Archive for July, 2010

28 JulImportant words from authorities in the Donoso area

Richard Fifer Web, “I had before arriving at Petaquilla Mine was very, very different, now that I had the opportunity to see and hear the explanations of the different specialists I have a very different view and I am clear that there is no problem”, Jose De Los Santos Betegón

Testimonial of the visit to the Project Petaquilla Gold, SA by Raúl Luján Corner coordinator and liaison Donoso District in matters of municipal projects.

“It was very good, the specialists from the Petaquilla Group are very knowledgeable and good teachers, and I think it is very important to have gone through this orientation to view the progress of the project and after questions and answers, we made some clarifications and suggestions with regards to the horizontal level extension and further work to bring all informational workshops to the communities that have received misinformation on the reality of the project. “
The impression I had before visiting the project versus now after having visited the project site many things have been cleared up with evidence and explanations given to us by the experts of this issue and mining, we have clearly seen that there is great ignorance on the part of certain sectors, which have unfounded issues that are far from a technical and scientific reality, and I congratulate the company for the work it is doing in the outreach to all stakeholder. I think a lot of it stems from what we are seeing on television and written media and even on the radio and I think that work should continue on better disclosure of their activities. “

Testimonial of the visit to the Project Petaquilla Gold, SA by the Donoso district Mayor, Feliciano Villarreta

Satisfied with the explanation given and having seen and felt the project “I am satisfied with the explanations you have given us, we thank you, we will remain open to the conversation, everyone has the right to think as they see fit, I have my own belief, you very well have told us how the project works and we will try to tell people the truth, nothing more, saying what you have told us and what we have seen and felt, “said Mayor Donoso.

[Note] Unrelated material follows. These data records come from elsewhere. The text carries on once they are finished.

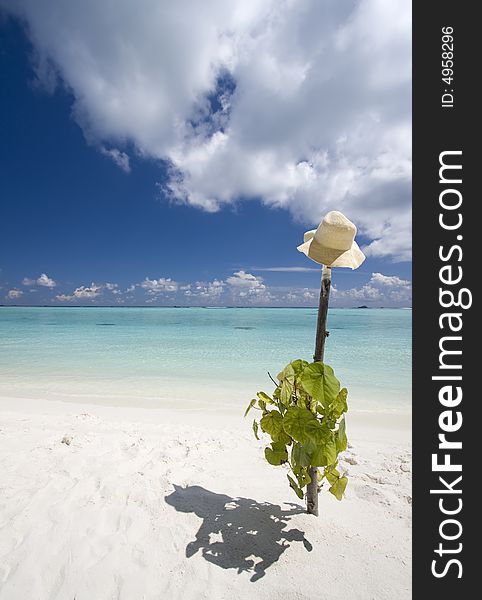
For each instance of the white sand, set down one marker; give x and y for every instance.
(156, 504)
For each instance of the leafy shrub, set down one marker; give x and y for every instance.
(304, 417)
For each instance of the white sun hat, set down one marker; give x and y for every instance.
(333, 243)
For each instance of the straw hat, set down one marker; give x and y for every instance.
(333, 243)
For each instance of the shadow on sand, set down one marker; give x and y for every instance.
(234, 530)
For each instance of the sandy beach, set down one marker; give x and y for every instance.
(99, 502)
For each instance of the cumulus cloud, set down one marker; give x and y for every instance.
(247, 287)
(212, 290)
(43, 280)
(242, 288)
(390, 281)
(121, 159)
(380, 290)
(158, 286)
(81, 293)
(14, 294)
(304, 105)
(285, 269)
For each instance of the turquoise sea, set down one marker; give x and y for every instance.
(153, 356)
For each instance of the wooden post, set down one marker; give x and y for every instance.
(321, 335)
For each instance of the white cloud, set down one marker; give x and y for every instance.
(305, 105)
(64, 297)
(113, 287)
(247, 287)
(14, 294)
(245, 280)
(157, 286)
(121, 159)
(390, 281)
(46, 281)
(285, 269)
(43, 280)
(381, 290)
(81, 293)
(212, 290)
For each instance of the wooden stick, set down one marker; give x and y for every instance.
(321, 335)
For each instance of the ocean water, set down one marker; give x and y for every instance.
(153, 356)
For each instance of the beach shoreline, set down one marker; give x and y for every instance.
(179, 502)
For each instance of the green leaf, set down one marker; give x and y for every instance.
(325, 447)
(303, 478)
(300, 456)
(319, 381)
(265, 397)
(297, 420)
(339, 487)
(250, 406)
(298, 367)
(272, 423)
(277, 454)
(332, 475)
(340, 437)
(295, 487)
(255, 429)
(286, 392)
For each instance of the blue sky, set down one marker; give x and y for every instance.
(111, 214)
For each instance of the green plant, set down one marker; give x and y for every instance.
(304, 417)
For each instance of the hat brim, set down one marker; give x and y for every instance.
(330, 257)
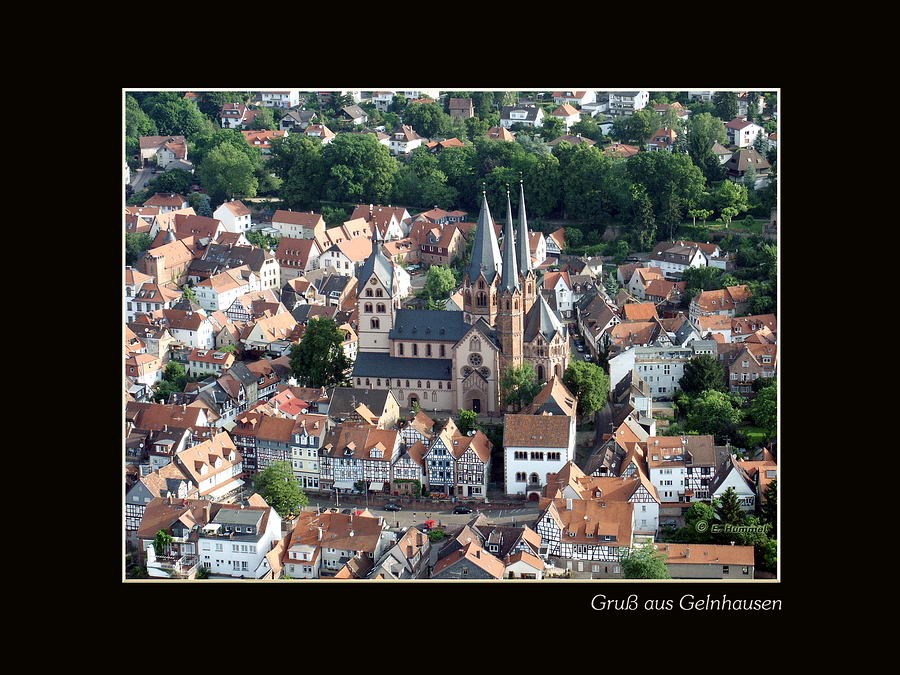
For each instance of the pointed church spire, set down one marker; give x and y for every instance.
(486, 250)
(524, 247)
(510, 279)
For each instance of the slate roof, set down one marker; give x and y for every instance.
(486, 251)
(374, 364)
(425, 324)
(541, 318)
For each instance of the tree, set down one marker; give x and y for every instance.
(519, 385)
(703, 131)
(200, 203)
(725, 103)
(645, 562)
(769, 507)
(358, 169)
(161, 542)
(713, 412)
(297, 161)
(589, 383)
(440, 283)
(227, 174)
(552, 128)
(636, 128)
(319, 360)
(702, 373)
(643, 220)
(728, 509)
(467, 421)
(764, 410)
(264, 119)
(428, 119)
(135, 245)
(277, 485)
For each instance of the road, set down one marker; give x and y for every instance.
(407, 518)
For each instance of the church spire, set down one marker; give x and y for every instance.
(510, 279)
(486, 251)
(523, 245)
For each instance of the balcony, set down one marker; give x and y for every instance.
(177, 566)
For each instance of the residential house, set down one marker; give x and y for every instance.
(682, 468)
(567, 114)
(320, 544)
(319, 131)
(742, 161)
(296, 257)
(741, 132)
(280, 99)
(235, 216)
(541, 442)
(625, 103)
(662, 139)
(461, 108)
(404, 140)
(299, 224)
(561, 286)
(236, 540)
(166, 202)
(500, 134)
(529, 115)
(162, 149)
(708, 561)
(296, 120)
(262, 139)
(661, 366)
(579, 98)
(723, 302)
(354, 114)
(206, 362)
(674, 257)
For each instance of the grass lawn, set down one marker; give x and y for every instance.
(754, 434)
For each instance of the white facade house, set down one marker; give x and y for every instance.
(743, 133)
(280, 99)
(234, 215)
(624, 103)
(535, 445)
(661, 367)
(236, 541)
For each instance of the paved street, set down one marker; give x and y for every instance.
(409, 517)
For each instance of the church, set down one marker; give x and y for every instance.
(446, 360)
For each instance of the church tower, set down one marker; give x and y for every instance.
(483, 276)
(378, 299)
(510, 309)
(527, 279)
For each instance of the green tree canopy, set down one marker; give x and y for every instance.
(319, 359)
(519, 385)
(226, 173)
(713, 412)
(702, 373)
(645, 562)
(278, 486)
(589, 383)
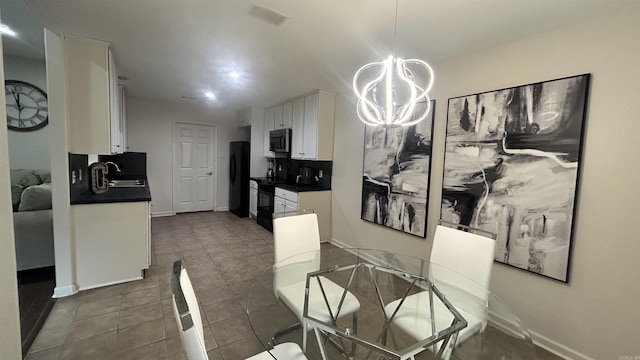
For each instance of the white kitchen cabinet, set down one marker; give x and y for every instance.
(297, 125)
(91, 78)
(112, 242)
(318, 201)
(287, 115)
(269, 114)
(278, 205)
(253, 198)
(119, 124)
(244, 117)
(312, 134)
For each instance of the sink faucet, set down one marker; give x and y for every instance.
(118, 171)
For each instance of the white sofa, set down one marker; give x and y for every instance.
(32, 218)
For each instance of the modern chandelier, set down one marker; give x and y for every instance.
(391, 92)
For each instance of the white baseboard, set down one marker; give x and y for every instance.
(95, 286)
(556, 348)
(62, 291)
(162, 213)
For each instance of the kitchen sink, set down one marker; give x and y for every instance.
(126, 183)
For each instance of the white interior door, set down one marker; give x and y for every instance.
(193, 171)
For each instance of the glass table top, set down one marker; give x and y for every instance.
(391, 290)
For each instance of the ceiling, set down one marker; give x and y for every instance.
(170, 49)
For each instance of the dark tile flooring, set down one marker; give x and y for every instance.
(222, 253)
(35, 288)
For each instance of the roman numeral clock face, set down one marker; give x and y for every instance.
(27, 107)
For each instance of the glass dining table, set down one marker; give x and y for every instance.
(462, 320)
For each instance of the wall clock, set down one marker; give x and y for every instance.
(27, 106)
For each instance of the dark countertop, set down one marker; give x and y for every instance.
(301, 187)
(123, 194)
(290, 186)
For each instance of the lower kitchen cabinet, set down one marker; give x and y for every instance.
(112, 242)
(287, 201)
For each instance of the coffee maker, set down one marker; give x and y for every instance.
(271, 174)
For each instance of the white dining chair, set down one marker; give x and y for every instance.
(299, 235)
(460, 266)
(187, 313)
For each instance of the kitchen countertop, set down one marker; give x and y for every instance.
(113, 195)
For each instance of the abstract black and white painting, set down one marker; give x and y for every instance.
(395, 186)
(512, 161)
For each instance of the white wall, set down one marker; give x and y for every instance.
(259, 164)
(149, 129)
(29, 149)
(596, 315)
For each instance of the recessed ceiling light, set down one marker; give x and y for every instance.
(6, 30)
(267, 15)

Testimonial of the visit to the Project Petaquilla Gold, SA by Jose De Los Santos Betegón, mayor of the village of Rio Indio, Donoso District, “Look, the impression I had before arriving at Petaquilla Mine was very, very different, now that I had the opportunity to see and hear the explanations of the different specialists I have a very different view and I am clear that there is no problem as they say in the street and in the environment. I think that with what I saw and heard there is no contamination.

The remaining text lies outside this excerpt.